Il 20 agosto è stato ufficialmente chiuso il gruppo Facebook “Mia Moglie” con oltre 32mila iscritti, ma solo dopo centinaia di segnalazioni. Cosa si celava di così strano al suo interno? Beh, in realtà era una vera community, tra l’altro alla luce del sole, in cui uomini condividevano immagini delle proprie mogli, ma anche di donne ritratte senza saperlo. Il tono dei commenti era di una tossicità disarmante. Un utente scriveva: “Bel fisico da puledra la signora, si può vedere altro?”. Un altro rincarava la dose: “Peccato davvero che non vuole fare foto, allora falle te di nascosto, seguo con interesse”. Questi sono solo due esempi “moderati” rispetto alla valanga di volgarità e violenza verbale che inondava la bacheca del gruppo. Il dettaglio più agghiacciante? Molte delle donne ritratte non sapevano nemmeno di essere finite online, trasformate in merce da esposizione per una platea di sconosciuti. “Quando scopri che tuo marito ha condiviso quelle foto, non si tratta solo di un reato”, ha raccontato una vittima, “è un tradimento che ti toglie dignità, sicurezza e la libertà di vivere il tuo corpo”. A denunciare pubblicamente l’esistenza del gruppo sono state le pagine “No Justice No Peace” e “L’ha scritto una femmina”, gestita dall’attivista Carolina Capria, che ha dichiarato: “Si tratta di pornografia non consensuale, di violenza sistemica. Chi partecipa è complice di un crimine”. Capria, dopo aver visto i contenuti, ha raccontato la nausea e lo shock provati: foto di donne al mare, al supermercato, in spiaggia, accompagnate da un filo conduttore unico: il disprezzo per il consenso. Il caso ha riacceso anche il ricordo della vicenda di Gisèle Pelicot, la donna francese drogata, abusata e filmata dal marito e da un’intera rete di complici. Anche lì, come nel gruppo “Mia Moglie”, l’elemento centrale era lo stesso: la donna ridotta a corpo ignaro, esposto e condiviso.
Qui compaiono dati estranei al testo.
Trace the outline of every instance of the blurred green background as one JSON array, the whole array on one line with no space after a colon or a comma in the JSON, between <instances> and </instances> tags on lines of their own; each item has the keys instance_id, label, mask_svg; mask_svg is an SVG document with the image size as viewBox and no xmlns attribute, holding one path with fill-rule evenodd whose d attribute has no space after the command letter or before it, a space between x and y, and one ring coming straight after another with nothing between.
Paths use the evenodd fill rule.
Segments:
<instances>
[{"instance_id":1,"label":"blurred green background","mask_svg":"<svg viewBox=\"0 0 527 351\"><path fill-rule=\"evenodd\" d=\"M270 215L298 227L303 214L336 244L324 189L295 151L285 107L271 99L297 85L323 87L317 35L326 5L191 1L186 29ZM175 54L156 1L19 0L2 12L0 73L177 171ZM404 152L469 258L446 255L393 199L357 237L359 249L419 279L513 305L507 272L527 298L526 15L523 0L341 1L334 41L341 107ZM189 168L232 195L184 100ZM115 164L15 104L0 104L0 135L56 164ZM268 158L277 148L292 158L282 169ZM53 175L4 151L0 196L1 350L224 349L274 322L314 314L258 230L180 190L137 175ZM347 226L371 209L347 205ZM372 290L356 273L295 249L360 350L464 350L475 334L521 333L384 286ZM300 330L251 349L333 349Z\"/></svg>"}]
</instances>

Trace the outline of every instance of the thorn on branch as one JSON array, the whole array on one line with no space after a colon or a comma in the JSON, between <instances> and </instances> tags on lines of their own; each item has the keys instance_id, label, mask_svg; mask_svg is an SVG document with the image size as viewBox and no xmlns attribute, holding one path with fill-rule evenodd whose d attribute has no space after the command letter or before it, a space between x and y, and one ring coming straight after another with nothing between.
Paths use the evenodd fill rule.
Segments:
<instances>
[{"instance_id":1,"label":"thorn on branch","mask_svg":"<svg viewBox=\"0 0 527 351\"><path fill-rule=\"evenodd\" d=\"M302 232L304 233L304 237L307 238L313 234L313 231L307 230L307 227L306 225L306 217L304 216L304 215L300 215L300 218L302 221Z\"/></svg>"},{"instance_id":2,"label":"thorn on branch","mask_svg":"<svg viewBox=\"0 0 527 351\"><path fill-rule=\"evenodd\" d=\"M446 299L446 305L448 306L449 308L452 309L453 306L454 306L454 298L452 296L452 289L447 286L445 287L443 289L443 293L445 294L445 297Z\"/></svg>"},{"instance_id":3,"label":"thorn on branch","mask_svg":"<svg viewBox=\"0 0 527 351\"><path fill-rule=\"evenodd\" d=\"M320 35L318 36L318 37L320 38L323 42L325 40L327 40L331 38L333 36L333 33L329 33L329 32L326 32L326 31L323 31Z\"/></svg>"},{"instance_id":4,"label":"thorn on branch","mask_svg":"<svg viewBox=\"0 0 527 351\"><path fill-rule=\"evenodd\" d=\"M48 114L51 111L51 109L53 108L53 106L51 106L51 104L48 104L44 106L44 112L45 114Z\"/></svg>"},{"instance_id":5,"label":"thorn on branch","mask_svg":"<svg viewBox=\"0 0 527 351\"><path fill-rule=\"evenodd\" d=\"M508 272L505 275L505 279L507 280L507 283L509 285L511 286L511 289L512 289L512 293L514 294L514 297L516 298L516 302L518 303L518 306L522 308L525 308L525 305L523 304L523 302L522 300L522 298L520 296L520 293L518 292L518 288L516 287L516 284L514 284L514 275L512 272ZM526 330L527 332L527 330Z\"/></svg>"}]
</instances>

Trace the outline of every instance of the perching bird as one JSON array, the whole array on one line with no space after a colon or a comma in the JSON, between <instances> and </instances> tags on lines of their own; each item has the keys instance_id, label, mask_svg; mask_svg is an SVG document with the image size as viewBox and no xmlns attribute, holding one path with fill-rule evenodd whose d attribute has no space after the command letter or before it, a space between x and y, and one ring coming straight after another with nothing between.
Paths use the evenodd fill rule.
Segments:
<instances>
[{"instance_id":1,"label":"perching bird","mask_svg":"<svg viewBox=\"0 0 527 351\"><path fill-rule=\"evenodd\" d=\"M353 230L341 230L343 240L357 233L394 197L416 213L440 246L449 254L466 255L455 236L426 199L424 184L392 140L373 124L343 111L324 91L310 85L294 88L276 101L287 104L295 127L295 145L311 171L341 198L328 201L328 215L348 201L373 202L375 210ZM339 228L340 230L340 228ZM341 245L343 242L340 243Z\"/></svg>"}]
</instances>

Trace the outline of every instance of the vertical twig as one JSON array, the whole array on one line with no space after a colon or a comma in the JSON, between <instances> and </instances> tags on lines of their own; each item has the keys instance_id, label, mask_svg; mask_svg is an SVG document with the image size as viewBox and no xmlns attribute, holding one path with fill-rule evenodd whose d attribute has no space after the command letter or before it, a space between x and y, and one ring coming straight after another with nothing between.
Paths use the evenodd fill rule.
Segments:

Meta ha confermato la chiusura del gruppo, spiegando: “Abbiamo rimosso Mia Moglie perché violava le nostre policy contro lo sfruttamento sessuale di adulti. Non consentiamo contenuti che incitano o sostengono abusi sessuali”. Ma la partita è tutt’altro che chiusa: i gruppi rinascono altrove, più nascosti e protetti, soprattutto su Telegram. Dal 2019 la legge italiana punisce la diffusione non consensuale di immagini o video sessualmente espliciti con pene fino a 6 anni di carcere, eppure, la pratica prolifera. Si tratta a tutti gli effetti di revenge porn, anche se qui la logica non è vendetta, ma ostentazione, un’esibizione tossica della “proprietà” della donna.
Il problema però sta a monte, ed è la convinzione tossica che la donna sia una proprietà: se sei “mia moglie”, sei anche la mia “merce da esibire”. Questo è il pensiero che trapela dalle chat, dove i mariti condividono foto private delle loro partner come se fossero figurine da scambiare e dove il consenso non è nemmeno contemplato. E spesso le donne scoperte a loro insaputa vengono derise, commentate, spogliate pubblicamente non solo del loro corpo, ma della loro libertà di scelta. L’idea della donna come proprietà o trofeo non è un tema nuovo seppur riprovevole, il problema però è che oggi viene amplificato da piattaforme che moltiplicano pubblico e complicità. Mostrare “la propria” moglie ad altri uomini significa ostentare quasi l’esserne padrone, costruire legami di virilità. Ma una domanda che non dovrebbe nemmeno esistere viene spontanea al proposito: com’è possibile che un uomo invii foto intime della propria moglie, spesso senza che lei lo sappia, a perfetti sconosciuti? Ma soprattutto, com’è possibile che la società tollera ancora tutto questo?